Monday, August 8, 2016: 2:00 PM
Grand Floridian Blrm C, Ft Lauderdale Convention Center
Andrew Trant, School of Environment, Resources and Sustainability, University of Waterloo, Waterloo, ON, Canada, Brian M Starzomksi, University of Victoria, Victoria, BC, Canada and Eric S. Higgs, School of Environmental Studies, University of Victoria, Victoria, BC, Canada
Background/Question/Methods

Mountain ecosystems serve as sentinels of change, and those in the Canadian Rocky mountains have undergone an exceptional shift over the past century. This change has been driven by management practices, disturbance regimes and anthropogenic climate change. With more than a century of strong human influence, have we ensured that ecosystem novelty will prevail? Can historic references predating the 20thcentury, be used to identify boundaries and thresholds of change? We present quantitative analyses of 100 high-resolution image pairs of systematic historic survey and repeat photographs of mountain habitats acquired in the Canadian Rocky Mountains, measuring treeline advance, changes in forest cover, and extent of forest regeneration. With a time lapse of 70 to 100 years between image pairs, these photographs contain critical information about relatively long-term ecological change that cannot be found elsewhere.
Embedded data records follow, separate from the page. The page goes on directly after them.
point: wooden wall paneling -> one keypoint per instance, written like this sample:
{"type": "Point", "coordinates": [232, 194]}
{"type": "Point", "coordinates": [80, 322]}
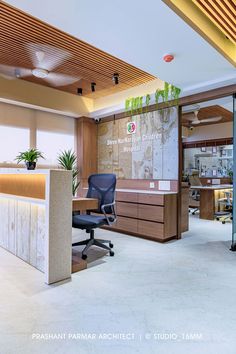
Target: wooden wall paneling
{"type": "Point", "coordinates": [184, 209]}
{"type": "Point", "coordinates": [11, 226]}
{"type": "Point", "coordinates": [170, 215]}
{"type": "Point", "coordinates": [86, 148]}
{"type": "Point", "coordinates": [4, 222]}
{"type": "Point", "coordinates": [41, 236]}
{"type": "Point", "coordinates": [23, 230]}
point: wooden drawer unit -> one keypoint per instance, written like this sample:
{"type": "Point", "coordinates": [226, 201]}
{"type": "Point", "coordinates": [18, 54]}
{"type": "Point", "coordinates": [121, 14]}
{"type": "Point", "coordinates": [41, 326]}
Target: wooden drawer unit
{"type": "Point", "coordinates": [127, 197]}
{"type": "Point", "coordinates": [151, 212]}
{"type": "Point", "coordinates": [151, 229]}
{"type": "Point", "coordinates": [154, 199]}
{"type": "Point", "coordinates": [126, 224]}
{"type": "Point", "coordinates": [127, 209]}
{"type": "Point", "coordinates": [147, 215]}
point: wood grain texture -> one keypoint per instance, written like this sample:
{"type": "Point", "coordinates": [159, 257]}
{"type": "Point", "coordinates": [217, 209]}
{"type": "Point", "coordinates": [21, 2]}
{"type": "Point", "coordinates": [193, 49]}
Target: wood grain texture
{"type": "Point", "coordinates": [22, 230]}
{"type": "Point", "coordinates": [83, 61]}
{"type": "Point", "coordinates": [184, 209]}
{"type": "Point", "coordinates": [86, 147]}
{"type": "Point", "coordinates": [222, 13]}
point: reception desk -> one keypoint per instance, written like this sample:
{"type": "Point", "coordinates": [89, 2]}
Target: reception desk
{"type": "Point", "coordinates": [35, 219]}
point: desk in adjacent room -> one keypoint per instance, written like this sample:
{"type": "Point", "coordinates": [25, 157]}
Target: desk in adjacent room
{"type": "Point", "coordinates": [209, 196]}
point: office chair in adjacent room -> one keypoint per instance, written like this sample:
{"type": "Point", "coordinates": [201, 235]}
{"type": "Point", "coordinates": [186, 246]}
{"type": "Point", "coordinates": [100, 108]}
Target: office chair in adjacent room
{"type": "Point", "coordinates": [102, 187]}
{"type": "Point", "coordinates": [227, 213]}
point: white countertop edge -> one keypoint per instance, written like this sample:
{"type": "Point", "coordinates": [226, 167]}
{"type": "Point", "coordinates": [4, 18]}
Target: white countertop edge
{"type": "Point", "coordinates": [23, 199]}
{"type": "Point", "coordinates": [214, 187]}
{"type": "Point", "coordinates": [24, 171]}
{"type": "Point", "coordinates": [143, 191]}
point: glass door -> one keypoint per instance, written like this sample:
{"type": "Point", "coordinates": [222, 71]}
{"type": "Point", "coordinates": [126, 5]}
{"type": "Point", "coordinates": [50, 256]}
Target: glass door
{"type": "Point", "coordinates": [233, 246]}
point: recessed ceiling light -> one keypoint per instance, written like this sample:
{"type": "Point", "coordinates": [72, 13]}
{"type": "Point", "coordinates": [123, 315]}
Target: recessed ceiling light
{"type": "Point", "coordinates": [40, 73]}
{"type": "Point", "coordinates": [115, 78]}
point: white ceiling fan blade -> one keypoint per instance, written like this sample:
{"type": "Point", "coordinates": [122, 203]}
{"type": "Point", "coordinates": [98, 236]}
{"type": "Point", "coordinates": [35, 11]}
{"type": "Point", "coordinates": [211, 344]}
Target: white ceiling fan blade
{"type": "Point", "coordinates": [213, 119]}
{"type": "Point", "coordinates": [57, 80]}
{"type": "Point", "coordinates": [11, 72]}
{"type": "Point", "coordinates": [196, 121]}
{"type": "Point", "coordinates": [45, 56]}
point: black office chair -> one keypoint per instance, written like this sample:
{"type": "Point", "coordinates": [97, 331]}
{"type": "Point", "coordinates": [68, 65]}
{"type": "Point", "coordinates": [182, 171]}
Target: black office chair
{"type": "Point", "coordinates": [102, 187]}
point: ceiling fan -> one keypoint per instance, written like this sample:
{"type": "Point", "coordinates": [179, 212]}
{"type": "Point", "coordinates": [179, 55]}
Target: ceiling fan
{"type": "Point", "coordinates": [45, 59]}
{"type": "Point", "coordinates": [194, 120]}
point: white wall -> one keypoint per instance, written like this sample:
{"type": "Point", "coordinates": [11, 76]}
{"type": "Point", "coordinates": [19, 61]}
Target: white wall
{"type": "Point", "coordinates": [23, 128]}
{"type": "Point", "coordinates": [209, 132]}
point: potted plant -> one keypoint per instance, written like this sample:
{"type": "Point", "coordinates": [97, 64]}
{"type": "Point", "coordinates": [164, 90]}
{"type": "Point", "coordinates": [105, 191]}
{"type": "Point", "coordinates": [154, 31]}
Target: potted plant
{"type": "Point", "coordinates": [68, 161]}
{"type": "Point", "coordinates": [30, 157]}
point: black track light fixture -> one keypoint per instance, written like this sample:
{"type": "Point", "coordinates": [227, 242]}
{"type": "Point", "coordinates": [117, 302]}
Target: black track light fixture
{"type": "Point", "coordinates": [79, 91]}
{"type": "Point", "coordinates": [93, 86]}
{"type": "Point", "coordinates": [115, 78]}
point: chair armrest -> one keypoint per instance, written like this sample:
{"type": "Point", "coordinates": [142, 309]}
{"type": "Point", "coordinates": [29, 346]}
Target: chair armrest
{"type": "Point", "coordinates": [112, 208]}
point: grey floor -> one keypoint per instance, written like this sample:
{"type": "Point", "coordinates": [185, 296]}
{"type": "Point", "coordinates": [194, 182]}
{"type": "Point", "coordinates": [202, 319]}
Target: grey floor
{"type": "Point", "coordinates": [150, 298]}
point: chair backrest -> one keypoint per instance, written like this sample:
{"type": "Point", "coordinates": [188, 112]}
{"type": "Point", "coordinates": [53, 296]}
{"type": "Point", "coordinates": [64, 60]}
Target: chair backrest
{"type": "Point", "coordinates": [194, 180]}
{"type": "Point", "coordinates": [102, 187]}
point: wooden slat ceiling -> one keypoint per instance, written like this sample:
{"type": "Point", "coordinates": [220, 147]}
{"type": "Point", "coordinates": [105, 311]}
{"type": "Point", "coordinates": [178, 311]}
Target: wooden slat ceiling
{"type": "Point", "coordinates": [222, 13]}
{"type": "Point", "coordinates": [208, 112]}
{"type": "Point", "coordinates": [19, 32]}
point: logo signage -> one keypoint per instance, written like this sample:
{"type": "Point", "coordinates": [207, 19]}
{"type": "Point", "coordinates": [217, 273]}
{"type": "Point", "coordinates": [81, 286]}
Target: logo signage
{"type": "Point", "coordinates": [131, 128]}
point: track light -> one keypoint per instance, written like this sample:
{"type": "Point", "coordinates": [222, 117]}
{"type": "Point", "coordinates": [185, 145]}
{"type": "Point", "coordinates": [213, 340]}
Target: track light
{"type": "Point", "coordinates": [115, 78]}
{"type": "Point", "coordinates": [93, 86]}
{"type": "Point", "coordinates": [79, 91]}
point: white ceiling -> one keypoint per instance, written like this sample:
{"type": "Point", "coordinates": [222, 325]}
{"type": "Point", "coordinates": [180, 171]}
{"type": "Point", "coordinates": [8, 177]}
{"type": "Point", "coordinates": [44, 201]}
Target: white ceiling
{"type": "Point", "coordinates": [139, 33]}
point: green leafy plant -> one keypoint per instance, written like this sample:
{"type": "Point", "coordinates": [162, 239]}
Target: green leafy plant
{"type": "Point", "coordinates": [31, 155]}
{"type": "Point", "coordinates": [68, 161]}
{"type": "Point", "coordinates": [169, 95]}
This data-rich and spatially extensive approach offers unique insight into these dynamic mountainous landscapes. We use these ecological data to inform our reinterpretation of novelty and historic references by identifying boundaries to recovery and restoration that have emerged from this century.

Results/Conclusions

In the 220 km of mountain habitat examined, we found high levels of variability in the ecosystem dynamics across the Canadian Rocky Mountains, although general patterns of increased coniferous cover and an altitudinal advance treeline were prominent. To explain the processes driving the observed patterns, we disentangle climate-driven ecosystem responses from changes in disturbance and land-use history. Just over half of the ecosystems captured by the images responded in the direction predicted (i.e., upward advance of the treeline ecotone and infilling of forest cover). Also, disturbance plays a surprisingly large role in both historic reference and contemporary images. These results are discussed from the perspective of emerging novelty in mountain ecosystems and the implications for conservation and restoration.